Division of Gastroenterology, Department of Medicine University of Alberta, Edmonton, Alberta
OBJECTIVE: To investigate whether IBD confers a distinct metabolic 'fingerprint' that could be used as a diagnostic tool for this disease, and to examine the contribution of enteric bacteria to this 'fingerprint' and thus to the pathogenesis of IBD.

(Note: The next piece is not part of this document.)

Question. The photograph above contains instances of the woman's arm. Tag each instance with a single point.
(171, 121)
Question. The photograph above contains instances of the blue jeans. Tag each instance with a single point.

METHODS: IL-10 gene-deficient mice (IL10KO) (N=4), which develop IBD similar to human Crohn's disease, were compared to age- and sex-matched wild-type controls (N=3). At 4, 8 and 16 wk of age, 22 h urine samples were obtained. At 20 wk of age, the mice were sacrificed, their colons removed, homogenized and subjected to methanol/chloroform extraction followed by lyophilization. Urine and colonic tissue extract samples were run on a Varian 600 MHz NMR spectrometer and metabolite concentrations were determined using Chenomx NMRSuite 4.0 (Chenomx Inc, Edmonton, Canada). Statistical analysis was conducted using Principal Components Analysis (PCA) using standard procedures as implemented in SIMCA P11.0 (Umetrics, Umeå, Sweden). The Student's t-test was used to determine significance.
RESULTS: PCA of urine and colonic extracts revealed that IL10KO mice with IBD had markedly different metabolic profiles relative to their matched wild-type controls. Loading plots revealed the following separating metabolites: methylamines, purine metabolites, and citric acid cycle intermediates. Most dramatically, trimethylamine (TMA) revealed significantly increased levels in IL10KO mouse urine at 8 (p=0.03) and 16 (p=0.02) wks of age as compared to wildtype mice, paralleling the histologic development of IBD and change in luminal microflora.
CONCLUSION: This study demonstrates the potential of urine NMR metabolomic 'fingerprinting' as a diagnostic technique for IBD. Moreover, our ongoing metabolomic studies may provide insight into the etiology of IBD. TMA production in the mouse has been shown to be dependent on the presence and composition of enteric microflora. Identification of the bacteria responsible for TMA production may assist in identifying the microbial factors responsible for initiation and perpetuation of IBD.